Note: This post was first written immediately after finishing the novel, while on the bus to work.
Oh gosh, I am officially a sobbing, blubbering mess on the bus! How embarrassing! Good thing someone invented hoods on jackets, or the whole population of small town, suburban Toronto would see me crying like a maniac…over a book…over a work of fiction! How pathetic, they’d probably think…or if they’re English professors, how lovely!

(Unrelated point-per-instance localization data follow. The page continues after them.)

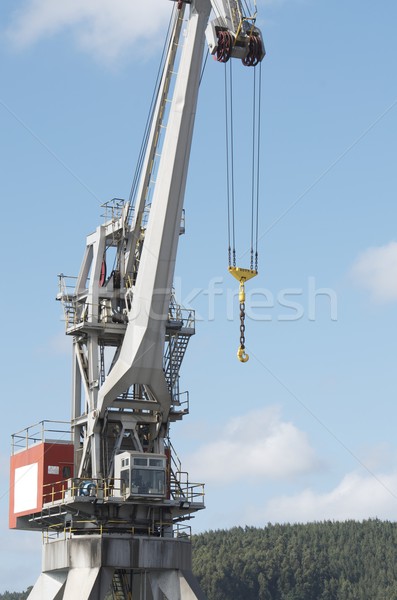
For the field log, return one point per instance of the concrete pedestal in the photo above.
(92, 567)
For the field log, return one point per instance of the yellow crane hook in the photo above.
(242, 275)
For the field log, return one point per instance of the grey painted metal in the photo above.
(129, 340)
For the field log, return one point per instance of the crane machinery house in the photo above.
(107, 489)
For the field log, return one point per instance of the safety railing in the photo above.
(64, 491)
(54, 431)
(158, 528)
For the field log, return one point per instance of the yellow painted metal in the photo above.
(242, 355)
(242, 274)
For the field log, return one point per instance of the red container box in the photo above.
(38, 476)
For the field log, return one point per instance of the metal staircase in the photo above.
(121, 589)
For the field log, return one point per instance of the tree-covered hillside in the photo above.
(318, 561)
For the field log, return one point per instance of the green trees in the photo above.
(316, 561)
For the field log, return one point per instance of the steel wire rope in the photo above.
(259, 137)
(152, 106)
(253, 165)
(230, 164)
(255, 168)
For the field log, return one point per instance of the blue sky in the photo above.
(306, 429)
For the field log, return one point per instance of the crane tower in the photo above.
(107, 489)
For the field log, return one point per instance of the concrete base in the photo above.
(138, 568)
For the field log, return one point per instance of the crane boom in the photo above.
(129, 340)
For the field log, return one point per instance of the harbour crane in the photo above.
(112, 499)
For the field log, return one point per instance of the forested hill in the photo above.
(318, 561)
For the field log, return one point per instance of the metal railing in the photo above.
(54, 431)
(63, 491)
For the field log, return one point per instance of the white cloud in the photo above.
(355, 497)
(256, 446)
(376, 271)
(106, 29)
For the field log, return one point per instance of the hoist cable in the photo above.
(253, 168)
(153, 101)
(258, 164)
(230, 165)
(204, 65)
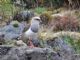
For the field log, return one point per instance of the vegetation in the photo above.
(45, 9)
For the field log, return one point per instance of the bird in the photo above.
(32, 33)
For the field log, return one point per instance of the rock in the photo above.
(23, 16)
(63, 49)
(25, 53)
(10, 32)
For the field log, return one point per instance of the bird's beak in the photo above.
(40, 21)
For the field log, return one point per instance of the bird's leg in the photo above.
(31, 45)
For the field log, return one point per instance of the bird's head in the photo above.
(36, 19)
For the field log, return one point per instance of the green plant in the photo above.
(75, 44)
(39, 10)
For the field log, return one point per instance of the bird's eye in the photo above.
(38, 19)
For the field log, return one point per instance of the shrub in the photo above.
(46, 17)
(66, 23)
(39, 10)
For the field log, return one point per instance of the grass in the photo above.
(39, 10)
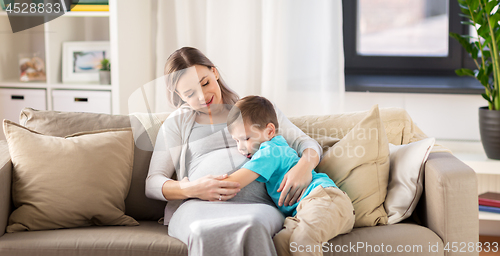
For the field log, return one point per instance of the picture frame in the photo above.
(82, 60)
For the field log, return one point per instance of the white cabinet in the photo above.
(82, 101)
(47, 41)
(12, 101)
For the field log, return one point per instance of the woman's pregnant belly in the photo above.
(227, 160)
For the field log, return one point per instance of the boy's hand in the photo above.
(294, 185)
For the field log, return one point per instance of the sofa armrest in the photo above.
(5, 185)
(450, 202)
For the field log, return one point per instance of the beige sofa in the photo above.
(447, 212)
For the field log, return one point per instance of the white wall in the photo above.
(443, 116)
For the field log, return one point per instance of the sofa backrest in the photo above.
(61, 124)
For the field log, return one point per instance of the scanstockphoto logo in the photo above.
(26, 14)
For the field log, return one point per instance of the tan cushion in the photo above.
(327, 129)
(406, 178)
(359, 165)
(61, 124)
(80, 180)
(147, 239)
(398, 239)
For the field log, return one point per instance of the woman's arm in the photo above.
(298, 178)
(207, 188)
(243, 176)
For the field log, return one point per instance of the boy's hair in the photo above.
(257, 110)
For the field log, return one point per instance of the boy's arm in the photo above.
(243, 176)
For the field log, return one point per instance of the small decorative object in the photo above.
(31, 67)
(82, 61)
(484, 49)
(105, 72)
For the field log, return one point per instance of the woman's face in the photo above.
(199, 87)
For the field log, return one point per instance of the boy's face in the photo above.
(249, 137)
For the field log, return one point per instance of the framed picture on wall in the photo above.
(82, 61)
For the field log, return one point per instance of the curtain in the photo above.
(289, 51)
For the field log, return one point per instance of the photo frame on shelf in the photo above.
(82, 60)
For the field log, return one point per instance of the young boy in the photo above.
(323, 212)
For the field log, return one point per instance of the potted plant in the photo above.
(105, 72)
(483, 16)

My passion for literature aside, I really need to stop doing this! I honestly don’t blame my boyfriend for being a little fed up because, let’s be honest, I have been picking tear-inducing novels to read on purpose recently. Remember when I read Me Before You and sobbed? Yeah, that was only a little while ago — so what on Earth would compel me to read another book about a terminally ill man so soon?! Well, an innate sense of masochism apparently!
But, more than that (or so I tell myself and my disgruntled boyfriend), I chose to read Ali Harris’s The First Last Kiss because I heard it was an amazing love story and I couldn’t resist! We all know I’m a sucker for love stories…and being in a relationship for the first time in my life has made me crave romance novels more than ever. I guess I’m trying to gather experience through reading, to put myself in different situations and scenarios so that I can work out how I would react if my boyfriend and I went through similar circumstances. I’m trying to acquire knowledge through words.
Hence why I’m a teary-faced mess right now. Of course, when Molly Cooper née Carter’s husband Ryan contracted cancer, I immediately put myself in her position and began to imagine how I would feel and act if the same thing happened to my beloved boyfriend…and the answer is, not well. I mean, I’m crying over fictitious circumstances, so I’m reasonably certain things wouldn’t be any better in real-life. Maybe I do need a break from these emotional rollercoasters for awhile?!
Anyway, this book was great…it truly was! But it was also deep and rough and messy, and so it’s definitely not for the weak-hearted! And as much as it is written in such a fun and unique manner (the narrative is organized by recounting Molly and Ryan’s kisses over the years of their relationship — Sidenote: I seriously think this book needs to be made into a movie because the plot structure would work really well…it seems like it would be similar to the book/movie One Day!), it is also painful and heartwrenching…so many light and fun moments become harder to swallow after Ryan’s diagnosis later in the novel. It’s both romantic and heartbreaking all at once!
So, perhaps the novel didn’t make me better equipped to handle loss necessarily, seeing as I’m having trouble pulling myself together right now. But it did give me some beautiful moments to reflect on — moments so similar to ones my boyfriend and I have shared that they took my breath away! And the novel gave me some beautiful words to reflect on as well — some of the quotes from it seem truly unique and memorable, and so many of them featured on my Twitter page this week with my new favourite #JNGReads tag! Having said that, I am pleased to announce that TWO (count ’em, two!) of those quotes have made it to the ~Janille N G’s Favourite Quotes~ page of this blog. I’ll leave you with them now:
“Now I feel like I was born loving him which means meeting him could never have happened early enough.” – The First Last Kiss, Ali Harris
Now I’m off to go watch PS I Love You! Good idea, right?! Haha, just kidding!